Queste operazioni hanno creato i territori disgregati e violenti che oggi fanno la fortuna dei cronisti di nera. Sono i casi più famosi, ma la dinamica si ritrova tra i trasferiti della Magliana studiati da Bruno Bonomo, tra quelli dell’Acquedotto Felice che ho intervistato a Nuova Ostia, tra quelli del quartiere di Bon Pastor a Barcellona e in innumerevoli altre parti d’Europa e del mondo. Sono passati decenni e la mancanza assoluta di autocritica su queste vicende fa temere il peggio. Con l’arrivo di nuovi grandi finanziamenti, si spenderanno milioni per zone considerate “fatiscenti” o “disordinate”, riproducendo semplicemente il problema altrove, come diceva Engels. Il prossimo è sicuramente l’Idroscalo di Ostia, una zona in teoria a rischio di esondazione, da cui cinquecento famiglie verranno ricollocate in nuovi palazzi, anch’essi però in un’area inondabile. Oggi che in tante parti del sud Europa la proprietà della casa sta di nuovo diventando irraggiungibile, aprendo lo spazio a forme di rapporto con la città anche collettive o comunitarie, questa nuova iniezione di miliardi verrà usata per smantellare le poche tracce di vita condivisa rimaste, continuando a creare individui soli e sradicati. Come ha detto il prefetto di Roma, la proprietà privata è sacra. Il resto, macerie.
RIFERIMENTI
C. Stajano, Africo, Einaudi, Torino 1979.
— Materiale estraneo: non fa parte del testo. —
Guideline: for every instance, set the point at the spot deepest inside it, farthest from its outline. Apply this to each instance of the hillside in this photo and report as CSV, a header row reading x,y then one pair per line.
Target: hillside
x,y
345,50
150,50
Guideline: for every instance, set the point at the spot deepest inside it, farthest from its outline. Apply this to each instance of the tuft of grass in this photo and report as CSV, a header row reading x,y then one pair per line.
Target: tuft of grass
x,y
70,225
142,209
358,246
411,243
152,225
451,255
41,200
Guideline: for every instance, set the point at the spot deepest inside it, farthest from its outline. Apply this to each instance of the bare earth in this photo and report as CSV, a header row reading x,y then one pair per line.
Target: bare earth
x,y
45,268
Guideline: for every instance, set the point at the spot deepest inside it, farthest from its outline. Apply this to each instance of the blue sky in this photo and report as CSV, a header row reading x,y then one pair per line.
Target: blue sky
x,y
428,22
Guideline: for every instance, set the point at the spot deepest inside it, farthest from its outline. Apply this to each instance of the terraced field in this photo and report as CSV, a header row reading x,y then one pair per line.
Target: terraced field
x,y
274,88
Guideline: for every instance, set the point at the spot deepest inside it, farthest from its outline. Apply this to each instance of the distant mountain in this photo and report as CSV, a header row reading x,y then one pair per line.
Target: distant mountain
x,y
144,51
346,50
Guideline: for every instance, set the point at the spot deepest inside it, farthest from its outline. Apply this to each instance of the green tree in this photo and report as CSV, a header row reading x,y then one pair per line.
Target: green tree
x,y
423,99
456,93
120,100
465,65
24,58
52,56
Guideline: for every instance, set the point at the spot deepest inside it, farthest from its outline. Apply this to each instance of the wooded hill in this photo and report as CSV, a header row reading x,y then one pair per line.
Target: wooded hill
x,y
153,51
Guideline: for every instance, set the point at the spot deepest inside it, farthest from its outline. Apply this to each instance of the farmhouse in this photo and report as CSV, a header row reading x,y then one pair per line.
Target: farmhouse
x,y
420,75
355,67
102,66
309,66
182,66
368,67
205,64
F. Gorio, “Il villaggio La Martella: autocritica di Federico Gorio”, Casabella Continuità n. 200, 1954, in F. Bilò, E. Vadini, Matera e Adriano Olivetti: Conversazioni con Albino Sacco e Leonardo Sacco, Fondazione Adriano Olivetti, Roma-Ivrea, 2013, pp. 139-145.
A. Signorelli, “Spazio concreto e spazio astratto: divario culturale e squilibrio di potere tra pianificatori ed abitanti dei quartieri di edilizia popolare”, La Ricerca folklorica, n. 20, 1989, pp.13-21.
F Giglia, Crisi e ricostruzione di uno spazio urbano dopo il bradisismo a Pozzuoli: una ricerca antropologica su Monterusciello, Guerini e associati, Milano, 2005.
M. I. Macioti, La disgregazione di una comunità urbana, Siares, Roma, 1988.
Clelio Darida, intervistato a Roma il 10 maggio 2016 da S. Portelli, in Archivio Franco Coggiola del Circolo Gianni Bosio.
Giacomo Schettini, intervistato a Roma il 10 febbraio 2016 da S. Portelli, in Archivio Franco Coggiola del Circolo Gianni Bosio.